For overall fitness, here’s what they recommend:

  • Aerobic, or cardiovascular conditioning.
    • Frequency — 3 to 5 workouts a week. Fewer than three won’t be enough, more than five will add little.
    • Intensity. The goal is to work fairly hard, at 55 to 90 percent of your maximum heart rate. To estimate this, subtract your age from 220. If you’re 50, this yields 170. If you want to work out at 75 percent of your max, multiple 170 by 75 percent, which gives 128 beats per minute.
    • Duration. Workouts should last 20 to 60 minutes.

    If you must cut corners on aerobics, sacrifice duration first; for example, chopping a 40 minute workout to 30. If you have to cut more corners, sacrifice frequency; drop from five days a week to three or four. Don’t sacrifice intensity.

  • Strength training, or using weights or machines to build muscle mass, two to three days a week.

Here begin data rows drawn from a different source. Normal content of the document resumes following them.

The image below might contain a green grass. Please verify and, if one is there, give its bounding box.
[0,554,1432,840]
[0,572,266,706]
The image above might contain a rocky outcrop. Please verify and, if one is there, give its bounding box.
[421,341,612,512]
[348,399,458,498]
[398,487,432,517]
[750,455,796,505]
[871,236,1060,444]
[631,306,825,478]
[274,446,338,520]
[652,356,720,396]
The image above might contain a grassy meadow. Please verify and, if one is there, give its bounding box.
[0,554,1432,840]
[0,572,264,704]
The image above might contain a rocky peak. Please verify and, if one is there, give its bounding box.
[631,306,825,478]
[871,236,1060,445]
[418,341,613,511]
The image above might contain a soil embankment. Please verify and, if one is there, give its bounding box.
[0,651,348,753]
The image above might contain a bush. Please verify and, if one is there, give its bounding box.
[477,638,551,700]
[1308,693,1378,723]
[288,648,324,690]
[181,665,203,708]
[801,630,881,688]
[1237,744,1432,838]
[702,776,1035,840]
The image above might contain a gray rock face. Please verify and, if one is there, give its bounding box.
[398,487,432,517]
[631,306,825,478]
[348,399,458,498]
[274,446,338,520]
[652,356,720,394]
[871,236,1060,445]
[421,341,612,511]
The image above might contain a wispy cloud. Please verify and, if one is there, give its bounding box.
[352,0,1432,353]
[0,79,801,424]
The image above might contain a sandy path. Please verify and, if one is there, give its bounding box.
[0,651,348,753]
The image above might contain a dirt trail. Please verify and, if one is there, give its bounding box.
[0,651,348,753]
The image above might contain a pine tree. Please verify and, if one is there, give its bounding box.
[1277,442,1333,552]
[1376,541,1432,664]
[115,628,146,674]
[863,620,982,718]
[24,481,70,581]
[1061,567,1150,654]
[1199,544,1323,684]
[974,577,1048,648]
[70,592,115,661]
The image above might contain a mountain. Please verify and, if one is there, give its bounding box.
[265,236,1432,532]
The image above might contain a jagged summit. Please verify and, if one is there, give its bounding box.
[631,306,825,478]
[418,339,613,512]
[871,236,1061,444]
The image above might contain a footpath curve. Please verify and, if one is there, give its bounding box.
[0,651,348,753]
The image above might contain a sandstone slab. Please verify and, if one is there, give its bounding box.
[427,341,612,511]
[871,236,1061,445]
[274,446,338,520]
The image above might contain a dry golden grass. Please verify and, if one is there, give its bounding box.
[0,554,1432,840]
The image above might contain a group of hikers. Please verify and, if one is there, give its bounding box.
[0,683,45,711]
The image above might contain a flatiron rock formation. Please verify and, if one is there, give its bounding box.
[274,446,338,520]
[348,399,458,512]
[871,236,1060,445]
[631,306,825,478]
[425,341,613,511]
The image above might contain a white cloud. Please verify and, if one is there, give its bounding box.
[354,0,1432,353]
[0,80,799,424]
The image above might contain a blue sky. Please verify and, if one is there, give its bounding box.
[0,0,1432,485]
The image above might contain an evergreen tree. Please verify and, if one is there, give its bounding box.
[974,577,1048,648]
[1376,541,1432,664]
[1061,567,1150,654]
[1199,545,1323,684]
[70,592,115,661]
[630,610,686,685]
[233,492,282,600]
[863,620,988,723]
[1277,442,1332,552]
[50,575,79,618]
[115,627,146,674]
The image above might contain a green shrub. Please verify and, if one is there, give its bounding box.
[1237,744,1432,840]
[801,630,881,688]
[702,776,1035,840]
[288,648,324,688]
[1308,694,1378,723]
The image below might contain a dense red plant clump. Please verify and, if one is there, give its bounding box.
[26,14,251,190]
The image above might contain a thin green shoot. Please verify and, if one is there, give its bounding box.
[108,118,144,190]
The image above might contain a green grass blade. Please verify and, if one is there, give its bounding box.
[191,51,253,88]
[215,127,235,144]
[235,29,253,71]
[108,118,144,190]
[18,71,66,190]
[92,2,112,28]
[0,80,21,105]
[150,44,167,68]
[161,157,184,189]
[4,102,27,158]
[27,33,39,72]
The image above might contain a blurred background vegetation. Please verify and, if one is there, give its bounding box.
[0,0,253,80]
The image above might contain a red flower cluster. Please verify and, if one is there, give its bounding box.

In each session, work each muscle group eight to 10 times.
  • For instance, to work the quadriceps, the big muscles in the front of the thigh, do knee extensions (sit in a chair and lift the foot against resistance, either a weight or a machine).

    Other major muscle groups to work include the hamstrings, abdominals (that means bent-leg sit ups), chest presses (push ups or bench presses) and rowing-type exercise in which you use the upper body to pull weight toward you.

    You also need to work the back muscles, either pushing up against a machine or lying on your belly, hooking your feet under the bed, and arching up so your chest is off the floor.

    For arms, try biceps curls and triceps manoevers (hold a weight in your hand with your arm straight up over your head; bend your elbow so your hand brushes your shoulder; then extend it up.)

  • Flexibility training, or stretching the major muscles groups at least four times, two or three days a week.